3. Being footloose and fancy-free. Yesterday I went to the bank, took a brief shopping expedition, lolled about in the sun reading The Corrections (which I recommend – don’t be fooled or put off by the Oprah’s Book Club sticker with which it’s anointed) and watched a cracking episode of SVU. BECAUSE I CAN on account of it being the holidays! It’s like being in a wormhole. Time has about as much relevance as a can of Spaghetti-Os right now.

Also: I enjoy having the opportunity to get pleasingly trollied on any given weeknight, without having to face up to an 8 a.m. tutorial the following morning. There are plenty of people who have perfected this routine, and always appear remarkably fresh-faced and chipper. I, however, am not among them.

In other news, my beloved Scarlett is institution-hopping from a small music college in South Melbourne to RMIT, not only furthering her career prospects but also facilitating our rendezvous-es with greater ease than ever before. (There is a disturbing lack of public transport between Clarendon and Elgin Streets, save for the good ol’ 96. Which is still a long way from uni when it’s ten degrees and raining and your shoes are leaking.)

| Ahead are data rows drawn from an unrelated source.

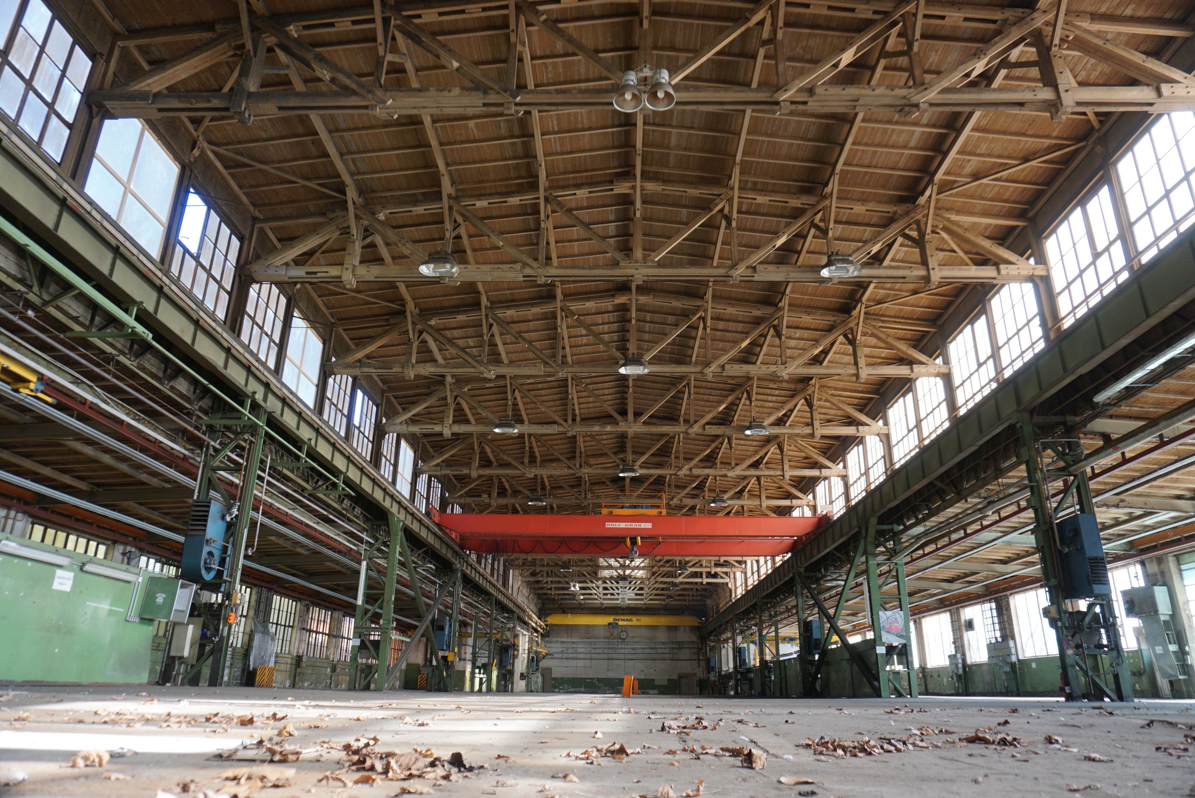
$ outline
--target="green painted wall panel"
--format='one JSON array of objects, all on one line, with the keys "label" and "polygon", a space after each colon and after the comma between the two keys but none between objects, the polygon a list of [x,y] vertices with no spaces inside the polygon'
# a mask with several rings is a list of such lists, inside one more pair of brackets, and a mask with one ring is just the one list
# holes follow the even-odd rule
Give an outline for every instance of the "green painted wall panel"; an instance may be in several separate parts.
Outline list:
[{"label": "green painted wall panel", "polygon": [[90,558],[61,569],[74,572],[65,591],[51,587],[57,566],[0,555],[0,680],[146,682],[154,625],[124,620],[133,583],[79,571],[78,559]]}]

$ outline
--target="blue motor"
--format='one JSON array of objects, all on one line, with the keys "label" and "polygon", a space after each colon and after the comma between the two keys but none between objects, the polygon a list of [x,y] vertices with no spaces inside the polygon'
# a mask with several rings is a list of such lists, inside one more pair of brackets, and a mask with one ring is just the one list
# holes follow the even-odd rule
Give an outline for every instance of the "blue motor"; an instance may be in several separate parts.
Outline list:
[{"label": "blue motor", "polygon": [[214,499],[191,503],[183,540],[183,578],[196,584],[219,583],[228,559],[228,518],[225,505]]},{"label": "blue motor", "polygon": [[1099,539],[1099,524],[1093,512],[1068,515],[1058,522],[1061,548],[1064,598],[1097,598],[1113,594],[1108,578],[1108,559]]}]

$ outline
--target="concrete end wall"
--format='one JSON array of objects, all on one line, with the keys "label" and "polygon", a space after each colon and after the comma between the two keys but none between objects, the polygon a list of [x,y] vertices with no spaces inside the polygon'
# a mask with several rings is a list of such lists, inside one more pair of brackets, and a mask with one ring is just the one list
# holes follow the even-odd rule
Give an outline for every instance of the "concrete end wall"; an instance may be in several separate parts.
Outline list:
[{"label": "concrete end wall", "polygon": [[620,693],[626,675],[639,680],[641,693],[695,693],[701,671],[697,634],[695,626],[553,624],[544,667],[552,669],[553,693]]}]

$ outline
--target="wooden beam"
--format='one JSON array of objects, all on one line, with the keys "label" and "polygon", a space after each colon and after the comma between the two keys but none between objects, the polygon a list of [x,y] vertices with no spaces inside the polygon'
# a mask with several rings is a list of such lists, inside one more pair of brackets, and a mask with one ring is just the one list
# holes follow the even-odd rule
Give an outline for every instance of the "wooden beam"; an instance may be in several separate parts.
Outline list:
[{"label": "wooden beam", "polygon": [[727,201],[730,200],[730,195],[731,194],[733,194],[733,191],[728,189],[728,190],[723,191],[721,195],[718,195],[713,200],[713,202],[711,202],[709,204],[709,207],[705,210],[703,210],[697,216],[694,216],[687,225],[685,225],[685,227],[682,227],[680,231],[678,231],[675,235],[673,235],[670,239],[668,239],[667,241],[664,241],[660,246],[658,250],[656,250],[655,252],[652,252],[651,256],[650,256],[650,258],[652,260],[658,260],[660,258],[662,258],[666,254],[668,254],[674,246],[676,246],[678,244],[680,244],[681,241],[684,241],[686,238],[688,238],[690,233],[692,233],[698,227],[700,227],[701,225],[704,225],[706,219],[709,219],[710,216],[712,216],[713,214],[716,214],[718,211],[718,209],[722,208],[722,205],[727,204]]},{"label": "wooden beam", "polygon": [[482,70],[480,67],[462,56],[453,49],[452,45],[429,33],[422,25],[417,25],[393,2],[384,2],[382,7],[385,7],[386,12],[394,19],[394,27],[399,29],[406,38],[436,56],[436,59],[439,59],[446,67],[474,86],[488,88],[503,99],[514,99],[511,94],[507,92],[505,86],[491,79],[484,70]]},{"label": "wooden beam", "polygon": [[614,258],[619,263],[626,263],[627,260],[630,260],[630,258],[627,258],[621,250],[611,244],[601,233],[589,227],[589,225],[587,225],[580,216],[569,210],[569,208],[563,202],[560,202],[559,197],[557,197],[554,194],[552,194],[551,191],[545,191],[544,198],[547,201],[550,205],[556,208],[558,213],[563,214],[565,219],[576,225],[582,233],[584,233],[594,241],[596,241],[601,246],[601,248],[606,250],[612,256],[614,256]]},{"label": "wooden beam", "polygon": [[684,80],[691,72],[697,69],[699,66],[705,63],[713,56],[718,50],[724,48],[727,44],[733,42],[739,37],[740,33],[746,31],[748,27],[758,23],[767,13],[773,0],[760,0],[746,14],[739,18],[739,22],[734,23],[727,30],[722,31],[712,42],[703,47],[700,50],[694,53],[688,57],[685,63],[682,63],[675,72],[669,70],[669,76],[672,79],[673,86]]},{"label": "wooden beam", "polygon": [[970,80],[994,62],[1006,56],[1009,51],[1012,50],[1012,48],[1018,47],[1031,31],[1053,19],[1056,12],[1056,7],[1038,8],[980,48],[975,55],[963,60],[962,63],[940,73],[930,82],[913,91],[908,97],[909,102],[924,103],[944,88],[949,88],[960,81]]},{"label": "wooden beam", "polygon": [[272,19],[255,16],[250,18],[250,22],[252,22],[255,27],[259,27],[272,36],[277,48],[284,50],[287,55],[314,72],[323,80],[345,91],[360,94],[378,105],[386,106],[393,102],[393,98],[386,92],[360,80],[355,74],[306,42],[300,42]]},{"label": "wooden beam", "polygon": [[615,84],[623,82],[623,73],[615,69],[609,61],[594,53],[584,42],[549,19],[543,11],[533,7],[526,0],[515,0],[515,6],[533,25],[568,44],[574,53],[605,72]]},{"label": "wooden beam", "polygon": [[896,7],[893,8],[883,19],[869,25],[862,33],[847,42],[845,47],[839,48],[833,55],[822,59],[815,67],[802,74],[784,88],[777,91],[773,94],[774,99],[789,99],[796,92],[809,88],[810,86],[816,86],[835,72],[846,67],[848,63],[863,55],[868,49],[878,42],[882,42],[889,31],[900,24],[901,16],[915,5],[917,0],[901,0],[897,2]]},{"label": "wooden beam", "polygon": [[1120,69],[1129,78],[1150,85],[1179,84],[1187,88],[1195,88],[1195,78],[1182,69],[1142,55],[1130,47],[1097,36],[1080,25],[1072,25],[1067,22],[1062,25],[1062,32],[1070,37],[1068,48],[1078,50],[1089,59]]},{"label": "wooden beam", "polygon": [[241,41],[240,30],[229,30],[188,50],[176,59],[159,63],[153,69],[143,72],[131,80],[127,80],[120,86],[120,90],[129,92],[161,91],[172,84],[203,72],[215,63],[220,63],[235,51],[237,44]]},{"label": "wooden beam", "polygon": [[502,233],[490,227],[486,222],[484,222],[480,217],[478,217],[477,214],[470,210],[466,205],[461,204],[455,197],[448,197],[448,204],[452,205],[452,208],[455,209],[456,213],[460,214],[460,216],[465,221],[472,225],[478,233],[480,233],[485,238],[497,244],[503,252],[505,252],[511,258],[523,264],[528,269],[532,269],[533,271],[537,271],[541,275],[545,274],[543,264],[537,263],[532,258],[527,257],[527,254],[522,250],[520,250],[514,244],[508,241]]},{"label": "wooden beam", "polygon": [[492,379],[495,376],[495,372],[492,368],[490,368],[485,363],[482,363],[476,357],[466,352],[464,349],[456,345],[456,342],[452,340],[445,333],[436,330],[434,326],[431,326],[431,324],[428,323],[427,319],[416,313],[413,309],[410,311],[410,317],[411,321],[415,323],[415,326],[419,327],[421,330],[423,330],[423,332],[431,336],[431,338],[435,339],[436,343],[439,343],[441,346],[448,349],[451,352],[456,355],[456,357],[461,358],[462,361],[472,366],[474,369],[484,374],[486,377]]},{"label": "wooden beam", "polygon": [[344,229],[345,223],[349,221],[348,214],[337,214],[332,219],[327,220],[312,232],[300,235],[299,238],[283,244],[282,246],[274,250],[269,254],[262,256],[253,263],[249,264],[249,269],[258,269],[261,266],[274,266],[280,263],[286,263],[290,260],[296,254],[302,254],[307,250],[323,244],[330,238],[339,235],[341,231]]},{"label": "wooden beam", "polygon": [[785,225],[784,229],[782,229],[779,233],[770,238],[766,243],[756,247],[755,251],[748,254],[746,258],[740,260],[739,268],[746,269],[748,266],[754,266],[760,260],[776,252],[776,250],[778,250],[782,244],[792,238],[797,233],[797,231],[813,222],[813,220],[817,217],[817,214],[820,214],[828,204],[829,204],[829,197],[823,197],[819,200],[816,203],[814,203],[811,208],[809,208],[807,211],[804,211],[803,214],[793,219],[791,222]]}]

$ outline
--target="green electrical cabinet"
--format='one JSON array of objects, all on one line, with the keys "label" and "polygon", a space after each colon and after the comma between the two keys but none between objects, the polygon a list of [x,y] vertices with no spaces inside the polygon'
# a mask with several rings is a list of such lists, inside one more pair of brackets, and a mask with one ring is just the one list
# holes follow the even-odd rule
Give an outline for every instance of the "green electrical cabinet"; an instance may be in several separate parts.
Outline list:
[{"label": "green electrical cabinet", "polygon": [[146,577],[139,614],[149,620],[185,624],[194,597],[195,585],[190,582],[164,576]]},{"label": "green electrical cabinet", "polygon": [[0,535],[0,681],[145,683],[141,587],[137,569]]}]

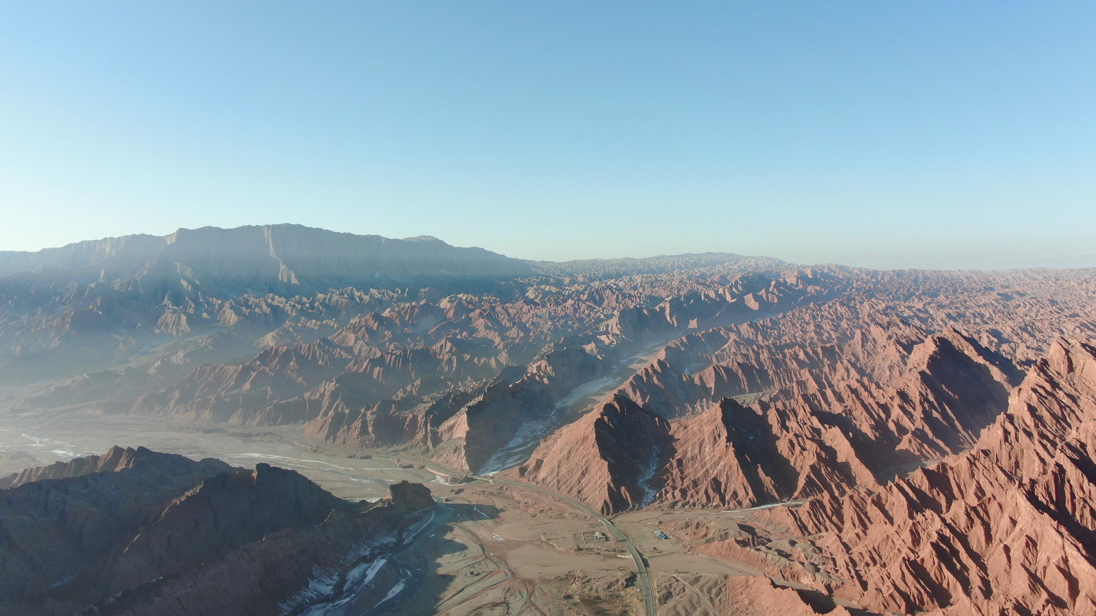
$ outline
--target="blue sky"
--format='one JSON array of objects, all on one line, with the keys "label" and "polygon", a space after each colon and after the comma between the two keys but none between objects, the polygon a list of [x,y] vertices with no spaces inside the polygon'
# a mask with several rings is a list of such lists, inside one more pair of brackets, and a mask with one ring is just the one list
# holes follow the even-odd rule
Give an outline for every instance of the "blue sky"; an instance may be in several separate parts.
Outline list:
[{"label": "blue sky", "polygon": [[0,250],[1096,265],[1093,2],[9,2]]}]

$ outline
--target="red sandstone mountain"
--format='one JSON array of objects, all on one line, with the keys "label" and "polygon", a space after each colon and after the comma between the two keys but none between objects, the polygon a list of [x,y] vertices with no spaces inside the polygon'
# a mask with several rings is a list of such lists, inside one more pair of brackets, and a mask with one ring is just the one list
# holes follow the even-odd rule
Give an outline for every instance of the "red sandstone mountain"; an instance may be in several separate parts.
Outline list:
[{"label": "red sandstone mountain", "polygon": [[787,512],[879,612],[1096,614],[1096,347],[1060,340],[968,452]]},{"label": "red sandstone mountain", "polygon": [[[392,486],[377,506],[352,504],[293,470],[145,448],[114,447],[19,479],[0,490],[0,613],[12,616],[90,605],[133,613],[147,602],[171,606],[152,613],[185,603],[189,614],[226,604],[270,614],[317,567],[369,557],[359,545],[390,546],[432,505],[418,484]],[[196,580],[207,593],[193,592]]]}]

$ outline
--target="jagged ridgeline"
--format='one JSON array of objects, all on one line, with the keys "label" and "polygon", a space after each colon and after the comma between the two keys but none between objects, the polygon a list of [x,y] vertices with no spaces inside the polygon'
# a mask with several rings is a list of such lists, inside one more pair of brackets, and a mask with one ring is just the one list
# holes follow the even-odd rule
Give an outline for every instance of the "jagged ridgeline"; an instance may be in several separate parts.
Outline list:
[{"label": "jagged ridgeline", "polygon": [[[504,489],[443,481],[469,506],[446,540],[479,554],[491,550],[476,532],[503,523],[476,507],[495,499],[522,513],[491,511],[528,515],[514,527],[575,512],[617,516],[620,533],[665,522],[637,544],[649,557],[676,550],[664,571],[652,564],[667,614],[1096,614],[1093,270],[875,271],[729,253],[548,263],[283,225],[0,253],[0,274],[2,404],[21,421],[185,426],[259,456],[276,442],[401,457],[413,464],[389,470],[426,480],[493,475]],[[319,569],[292,560],[270,578],[276,604],[256,605],[305,613],[336,604],[346,580],[374,579],[363,559],[376,554],[354,550],[399,540],[385,511],[430,507],[408,487],[365,509],[288,470],[160,456],[112,449],[0,480],[14,597],[0,607],[205,613],[201,598],[179,611],[182,589],[232,604],[221,583],[232,567],[251,574],[302,550]],[[541,497],[556,504],[532,502]],[[193,524],[221,547],[172,538]],[[537,555],[586,549],[573,534],[537,534]],[[339,551],[342,535],[379,538]],[[489,540],[503,571],[520,551]],[[597,583],[619,582],[605,592],[639,605],[636,558],[636,578]],[[678,575],[695,559],[722,573]],[[506,580],[513,597],[581,603],[580,577],[549,592],[558,579],[506,575],[482,588]]]},{"label": "jagged ridgeline", "polygon": [[381,561],[434,505],[418,483],[350,503],[294,470],[144,447],[5,482],[0,612],[10,616],[284,612],[318,571],[345,578]]}]

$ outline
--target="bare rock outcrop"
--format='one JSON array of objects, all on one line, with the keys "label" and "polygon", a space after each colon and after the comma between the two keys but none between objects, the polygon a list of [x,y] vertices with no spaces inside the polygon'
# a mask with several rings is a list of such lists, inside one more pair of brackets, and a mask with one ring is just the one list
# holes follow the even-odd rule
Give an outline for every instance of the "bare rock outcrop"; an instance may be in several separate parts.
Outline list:
[{"label": "bare rock outcrop", "polygon": [[1096,347],[1060,340],[968,452],[774,514],[880,612],[1096,614]]},{"label": "bare rock outcrop", "polygon": [[[421,484],[396,484],[374,507],[338,499],[293,470],[266,464],[232,470],[144,448],[113,448],[66,469],[71,477],[0,491],[3,614],[60,616],[93,604],[115,609],[118,597],[162,598],[164,584],[174,583],[191,592],[198,579],[226,601],[225,593],[236,593],[232,601],[241,604],[266,593],[265,612],[232,613],[270,613],[306,585],[316,567],[391,545],[416,512],[433,506]],[[149,588],[158,590],[141,590]],[[176,609],[208,598],[184,593],[170,601]],[[205,612],[189,613],[219,612],[216,603],[204,605]]]}]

I did enjoy our bi-weekly coffees at the Old Paper Shop Deli, but it’s always nice to have your best friend within comfortable log-rolling distance.  And I am, of course, thrilled on a less selfish level for Scarlett, who obviously wowed the selection panel at interview, to which she promised to wear a candy g-string and sing ‘Rock Lobster’ a cappella.  HONESTLY.  WHO WOULDN’T WANT THIS LADY IN THEIR MUSIC INDUSTRY COURSE.

And that, my friends, is that. More debriefing to come throughout the year.  Peace out yo.